До сих пор я ничего не писала Вам о матери Тёитиро, моей невестке, но теперь скрывать не стану, – она злодейка, каких еще не видывал свет. Завела себе на стороне мужчину и два с лишним года тайно с ним встречалась. Но, как известно, семьдесят пять раз сойдет, на семьдесят шестой – попадешься. Так и случилось: кто-то их заприметил, пошли слухи, и в конце концов об этом узнал Тёносин. Неловко хвалить своего сына, но скажу без ложной скромности: он повел себя достойно – хорошенько все обдумал и без лишнего шума, без ругани стал следить за негодяем, спутавшимся с его женой. А она каким-то образом проведала об этом и подговорила своего любовника убить Тёносина. И после этого у нее еще хватило наглости оплакивать покойника! Мне и в голову не могло прийти, что она повинна в смерти Тёносина, я жалела ее и вместе со всеми старалась утешить. Но она убивалась лишь для вида, чтобы отвести от себя подозрение. Эта паскудница даже обратилась к городским властям с требованием наказать убийцу. Она разжалобила своими слезами самого градоначальника, он провел расследование, но время шло, а обнаружить преступника не удавалось.
«Как печален наш мир!» – думала я, глядя на невестку, овдовевшую раньше срока. Тёитиро она родила уже после смерти мужа и, даже лаская малыша, не забывала о своем горе. На все это нельзя было смотреть без слез.
Тем временем ее полюбовник, опасаясь, что рано или поздно его найдут, ударился в бега. Пять дней он добирался пешком до переправы Кувана в Исэ, а там в ожидании попутного ветра зашел на постоялый двор, спросил себе чего-нибудь перекусить и незаметно задремал. Но не успел он увидеть первый сон, как ему принесли еду, которой славится эта местность: суп из устриц и жареных моллюсков.

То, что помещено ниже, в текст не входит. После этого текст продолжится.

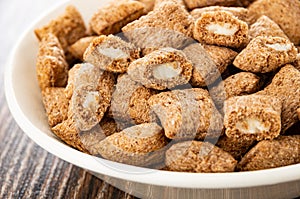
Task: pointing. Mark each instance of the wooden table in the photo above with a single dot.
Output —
(26, 170)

«Проснитесь, проснитесь! – стали будить его служанки. – Кушать подано». Открыв глаза, беглец увидел перед собой два подноса. «Зачем мне два подноса? – удивился он. – Ведь я тут один!»
«Как же так? – возразили служанки. – Мы своими глазами видели, что вы вошли сюда вместе с каким-то господином. Куда же он пропал?»
Тот раскрыл рот от изумления, но хозяин постоялого двора подтвердил: «Совершенно верно, с вами был еще один господин». В ответ на вопрос гостя, как тот выглядел, хозяин подробно описал, что лет ему на вид около тридцати пяти, что он полнотел, с курчавыми волосами и приплюснутым носом. На веке у него – след, как от чирья. Одет он был в авасэ из полосатого шелка и накидку цвета хурмы.